Things which are made, such as houses, furniture, and machines, are an assemblage of parts put together, or shaped, like sculpture, from the outside inwards.
But things which grow shape themselves from within outwards – they are not assemblages of originally distinct parts; they partition themselves, elaborating their own structure from the whole to the parts, from the simple to the complex.”
Alan Watts 1958
Alan Watts, English philosopher and Zen monk, was a Buddhist in a very sixties sense. He was a master of Theology, a Priest, and the author of over twenty books on Zen philosophy. He also experimented with psychedelic drugs, both on a personal level and in laboratory trials. He had plenty to say on the subject of creativity and technology, but never, as far as I know, said anything specifically on the subject of Generative Art.
In the quote above he is talking about the incongruity between the natural world and the man-made, separating creation into the organic and the mechanical. This concept of organic growth, whereby forms are constructed “from within outwards”, describes Generative Art rather well, but in such a clear bilateralism how can we say that a work of computer programming belongs to the world of the organic rather than the mechanical?
Generative Art is neither programming, nor art, in their conventional sense. It is both and neither of these things. Programming is an interface between man and machine; it is a clean, logical discipline, with clearly defined aims. Art is an emotional subject, highly subjective and defying definition. Generative Art is the meeting place between the two, it is the discipline of taking strict, cold logical processes and subverting them into creating illogical, unpredictable and expressive results.
Generative Art is not something we build, with plans, materials and tools. It is grown, much like a flower or a tree is grown, but its seeds are logic and electronics rather than soil and water. It is an emergent property of the simplest of processes: logical decisions and mathematics. Generative Art is about creating the organic using the mechanical.
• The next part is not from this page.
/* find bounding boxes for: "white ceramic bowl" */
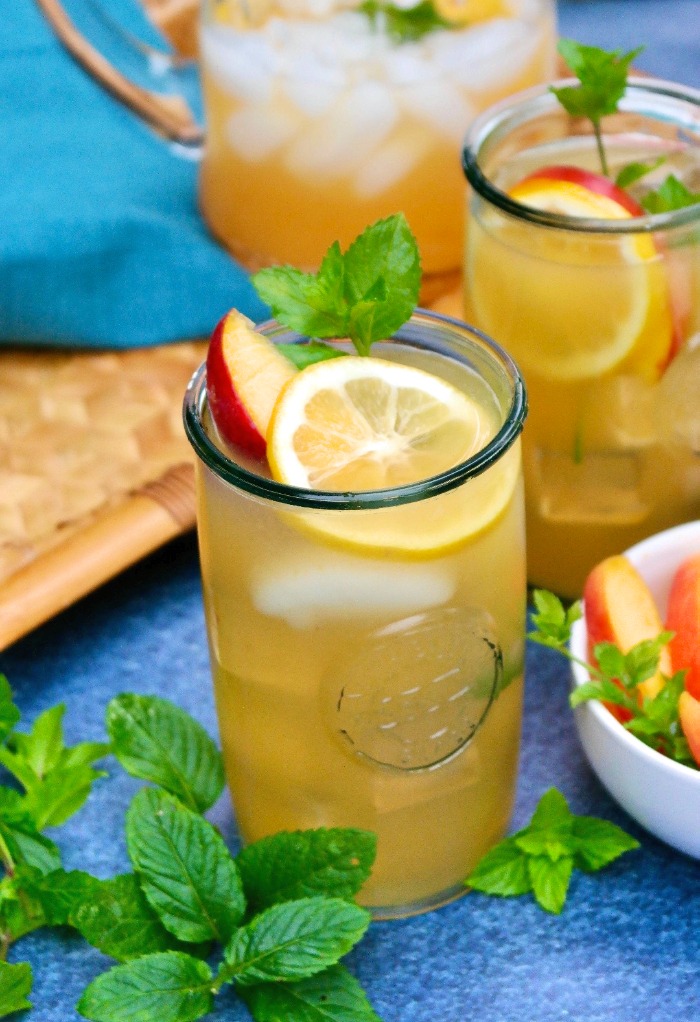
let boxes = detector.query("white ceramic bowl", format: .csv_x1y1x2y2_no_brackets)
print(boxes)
570,520,700,858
Watts’ opposing categories of worldly things, the mechanical and the organic, are usually quite easy to separate. A building has straight edges and sharp corners, it is functional and accurate, it is in the realm of the mechanical. A tree is irregular and temporally inconstant, its leaves shake in the wind and shed in the autumn, it is in the realm of the organic. Mechanical things are constructed; they are fashioned, as Watts says, from the outside in. They are built, drawn, assembled, sculpted, manufactured. Whereas organic things are grown, they are self-structuring, holistic. Their forms come about without intent, they do not conform to designs or blueprints.
Like the landscape gardener, the lot of the Generative Artist is to take naturally evolving phenomenon and to fashion them into something aesthetically pleasing. It is finding that point of balance between the beautiful unruliness of the natural world and the desired order of our ape brains. A garden that is unkempt and overgrows is unpleasing to us because it is too far into the realms of the chaotic, whereas concreting the area instead is the tidiest, most ordered of solutions, but it removes all beauty too.
The sweet spot is between the two, where the grass is neat and evenly cut but still no two blades are alike, or move in perfect synchronicity. Where the colours of the flowers are evenly balanced, but not in a way that is exact and precise. The sweet spot is where the “art” lives.